Interesting piece of news today: new oil discovery in the Gulf of Mexico, estimated at a billion recoverable barrels. Deep, will be expensive to recover: $200 million per well, not all the wells will produce, and there's the transport infrastructure to consider. But still, with a billion recoverable barrels at, say, $70-100 each, you can afford to put $10-20 billion into production.

A billion barrels is significant, but the real significance of the find is the location, which is an impressive demonstration of what modern exploration and recovery techniques can do. The Gulf of Mexico is probably the single most explored oil-producing region on the planet. 20 years ago they were calling it "The Dead Sea"; it was considered all dried up. Clearly not so.

What we're seeing now (the 28 billion barrels off Brazil, discovered in 2007, is another example) is the beginning of the next wave of discoveries. They will be complex and expensive, but they are there.

I mentioned this in an earlier post, but it's worth repeating: most of the world's oil-producing regions have not seen systematic exploration in 20 years, often more. From the late 80s through 2002-2003 there was anb oil glut, offering little incentive to explore. From 2003-2006 the price spike was seen as just another transient spike due to instability in the Middle East. It's only in the last few years that we've seen real exploration beginning. It takes a good deal of time to produce results, both because of technical and political constraints.

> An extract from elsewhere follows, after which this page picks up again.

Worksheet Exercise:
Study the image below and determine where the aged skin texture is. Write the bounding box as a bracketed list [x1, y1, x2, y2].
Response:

Many traditional oil producing regions still aren't getting attention: Mexico, Venezuela, Indonesia, Libya and many others are still pumping from deposits discovered 30 years ago and more. In these cases National oil companies don't have the technology and government policies make investment by oil majors unattractive. Iran and Iraq have not seen significant exploration in 30 years. Even the GCC states have let exploration languish for years: given their known reserves they simply had no reason to go looking.

How much more is out there? We don't know. Probably a fair amount, and as long as oil remains expensive the next 20 years are likely to see an interesting range of technologies developing for getting more out of existing fields. Today we assume that only 20-30% of a given reserve is recoverable; that is likely to change. Today's technology is likely to look as primitive in 20 years as the technology of 20 years ago (which seemed really impressive back then) looks today.

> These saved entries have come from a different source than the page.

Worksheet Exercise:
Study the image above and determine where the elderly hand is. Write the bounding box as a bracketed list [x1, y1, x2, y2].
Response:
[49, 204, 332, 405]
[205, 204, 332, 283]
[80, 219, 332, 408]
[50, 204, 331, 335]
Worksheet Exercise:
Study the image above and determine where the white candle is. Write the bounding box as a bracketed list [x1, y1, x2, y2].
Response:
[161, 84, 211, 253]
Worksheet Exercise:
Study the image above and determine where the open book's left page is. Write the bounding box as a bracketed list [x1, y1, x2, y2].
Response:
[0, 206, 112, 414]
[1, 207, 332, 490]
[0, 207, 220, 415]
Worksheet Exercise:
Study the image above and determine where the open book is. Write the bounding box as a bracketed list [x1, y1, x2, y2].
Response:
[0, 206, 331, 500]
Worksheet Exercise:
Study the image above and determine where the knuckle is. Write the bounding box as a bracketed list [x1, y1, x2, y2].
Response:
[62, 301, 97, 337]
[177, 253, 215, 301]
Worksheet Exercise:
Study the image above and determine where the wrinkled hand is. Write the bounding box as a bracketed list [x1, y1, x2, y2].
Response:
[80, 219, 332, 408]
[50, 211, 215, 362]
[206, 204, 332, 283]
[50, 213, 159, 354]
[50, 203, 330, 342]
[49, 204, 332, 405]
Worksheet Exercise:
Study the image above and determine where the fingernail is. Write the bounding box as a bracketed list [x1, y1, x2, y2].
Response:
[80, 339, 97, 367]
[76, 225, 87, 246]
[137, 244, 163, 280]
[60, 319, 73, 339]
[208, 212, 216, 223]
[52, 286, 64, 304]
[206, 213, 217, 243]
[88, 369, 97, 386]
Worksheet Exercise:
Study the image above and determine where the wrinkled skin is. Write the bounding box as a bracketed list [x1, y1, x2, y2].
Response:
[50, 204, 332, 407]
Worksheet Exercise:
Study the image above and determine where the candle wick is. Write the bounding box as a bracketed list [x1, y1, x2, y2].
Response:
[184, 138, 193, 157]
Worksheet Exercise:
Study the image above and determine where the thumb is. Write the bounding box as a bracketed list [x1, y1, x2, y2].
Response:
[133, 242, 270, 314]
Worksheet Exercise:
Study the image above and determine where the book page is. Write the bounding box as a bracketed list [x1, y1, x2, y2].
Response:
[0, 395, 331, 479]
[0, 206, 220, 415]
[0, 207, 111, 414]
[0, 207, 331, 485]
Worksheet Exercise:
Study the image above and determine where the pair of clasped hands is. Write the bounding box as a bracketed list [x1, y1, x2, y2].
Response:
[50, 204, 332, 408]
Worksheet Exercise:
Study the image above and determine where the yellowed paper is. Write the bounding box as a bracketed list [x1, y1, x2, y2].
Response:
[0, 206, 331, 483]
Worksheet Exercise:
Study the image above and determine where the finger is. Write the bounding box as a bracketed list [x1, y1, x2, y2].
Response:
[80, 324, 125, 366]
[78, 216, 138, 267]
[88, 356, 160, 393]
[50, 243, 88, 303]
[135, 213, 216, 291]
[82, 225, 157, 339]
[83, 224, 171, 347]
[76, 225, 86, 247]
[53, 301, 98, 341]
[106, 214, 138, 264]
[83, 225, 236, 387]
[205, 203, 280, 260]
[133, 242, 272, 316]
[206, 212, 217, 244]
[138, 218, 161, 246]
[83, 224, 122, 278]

Again, we do face major problems, but the geological problem (is there oil there) is less immediate and less vexing in many ways than the political and investment-related problem (can the oil that's there be brought to market). From the reactive perspective, the conclusion is the same either way: we need to prepare for potential shortage. From the proactive perspective, the actions needed to maintain supply are very different. This is the danger of the obsessive focus on absolute reserves: it distracts from the essential focus on confronting the political and investment-related concerns.